TEMPO 2024

A Modern Conference

April 27th-27th, 2024 in Denver

 
 

Spencer Cardwell
Locke on the Demonstrability of Morality

 

Abstract: While much scholarly attention has been given to John Locke's political theory found in his Two Treatises of Government (1689), substantially less attention has been given to his moral philosophy hinted at in An Essay Concerning Human Understanding (1689). In the Essay, Locke argues that "if duly considered and pursued…[the] foundations of our duty and rules of action… might place morality amongst the sciences capable of demonstration." In his own day, William Molyneux and Catharine Trotter Cockburn called upon Locke to explain this claim by writing a treatise about morals. Since Locke died before he could write such a treatise, what Locke means by this claim is still a topic of debate among Locke's contemporary interpreters. Therefore, how Locke intended to make morals demonstrable is still an open question.

The purpose of this paper is to use Locke's statements about morals in the Essay to explain what he means when he claims that morality is capable of demonstration. To do this, we must understand what he means by morality and how his concept of morality applies to his theory of demonstration. As such, I will argue that, for Locke, the morality of an action is the feature of that action that makes it praiseworthy or blameworthy when it is found to agree or disagree with a general rule. Additionally, our ideas are considered demonstrated when there is sufficient evidence to show a true relationship between some of our ideas. Therefore, to make a moral demonstration, we must be able to provide a proof (i.e., a series of well-reasoned steps) that establishes the truth of a moral relation.

In this paper, I will argue that when Locke says that morals are capable of demonstration, he means that the rightness or wrongness of an action must be established by two demonstrations. In the first demonstration, we establish that our idea of an action is either right or wrong in so far as it agrees or disagrees with the content of a general rule. Then, in the second demonstration, we establish the validity of that general rule by demonstrating agreement or disagreement between our ideas about the consequences of obeying that rule and our ideas about what will produce pleasure or pain.

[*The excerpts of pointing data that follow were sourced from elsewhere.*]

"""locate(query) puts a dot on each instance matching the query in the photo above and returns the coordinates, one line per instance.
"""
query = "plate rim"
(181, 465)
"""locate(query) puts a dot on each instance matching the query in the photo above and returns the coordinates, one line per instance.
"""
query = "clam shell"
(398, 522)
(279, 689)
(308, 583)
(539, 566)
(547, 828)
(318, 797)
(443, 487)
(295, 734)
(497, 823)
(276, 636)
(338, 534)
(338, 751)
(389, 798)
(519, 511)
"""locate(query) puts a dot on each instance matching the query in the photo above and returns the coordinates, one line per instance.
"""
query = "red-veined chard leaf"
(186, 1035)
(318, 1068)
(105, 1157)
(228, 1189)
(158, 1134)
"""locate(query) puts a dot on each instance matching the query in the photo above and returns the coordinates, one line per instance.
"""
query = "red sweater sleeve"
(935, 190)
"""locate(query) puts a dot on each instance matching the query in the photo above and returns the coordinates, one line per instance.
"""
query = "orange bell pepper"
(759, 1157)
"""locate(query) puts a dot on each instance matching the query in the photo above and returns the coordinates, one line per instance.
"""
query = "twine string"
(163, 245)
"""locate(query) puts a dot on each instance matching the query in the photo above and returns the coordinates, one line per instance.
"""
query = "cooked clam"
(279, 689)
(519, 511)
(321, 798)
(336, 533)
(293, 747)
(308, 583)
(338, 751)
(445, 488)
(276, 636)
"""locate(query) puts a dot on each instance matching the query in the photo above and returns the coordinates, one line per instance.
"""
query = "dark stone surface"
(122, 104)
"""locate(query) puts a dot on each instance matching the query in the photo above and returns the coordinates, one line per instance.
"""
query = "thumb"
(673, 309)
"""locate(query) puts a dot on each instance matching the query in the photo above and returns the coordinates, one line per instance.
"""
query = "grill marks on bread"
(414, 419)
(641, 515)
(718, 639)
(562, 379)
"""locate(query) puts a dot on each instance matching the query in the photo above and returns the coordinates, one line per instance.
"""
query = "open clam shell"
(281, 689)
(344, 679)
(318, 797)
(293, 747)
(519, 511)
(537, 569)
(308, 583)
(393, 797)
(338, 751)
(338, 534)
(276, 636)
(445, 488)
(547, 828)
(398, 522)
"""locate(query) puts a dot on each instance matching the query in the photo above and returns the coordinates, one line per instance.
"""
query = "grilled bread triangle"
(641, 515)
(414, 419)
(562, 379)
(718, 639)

In section 1, I will explain how Locke defines demonstration as a proven agreement among our ideas, and I will explain what it means for morality to be capable of demonstration. I will then explain how Locke makes the first kind of demonstration to prove that our idea of an action agrees or disagrees with the content of a general rule. Then, in section 2, I will argue that Locke believes that the true rules of morality are divine laws that are promulgated to us as laws of nature that can be discovered using reason. I argue that to discover these valid rules of morality Locke intends us to use reason to make a second demonstration. This second demonstration aims at proving the relation between our ideas about the consequences of following those general rules and our idea of goodness as that which produces pleasure. I conclude from this, that by following this procedure, Locke is able to both demonstrate the truth of a moral proposition by showing that morals can be rationally demonstrated and well-grounded as a law of nature.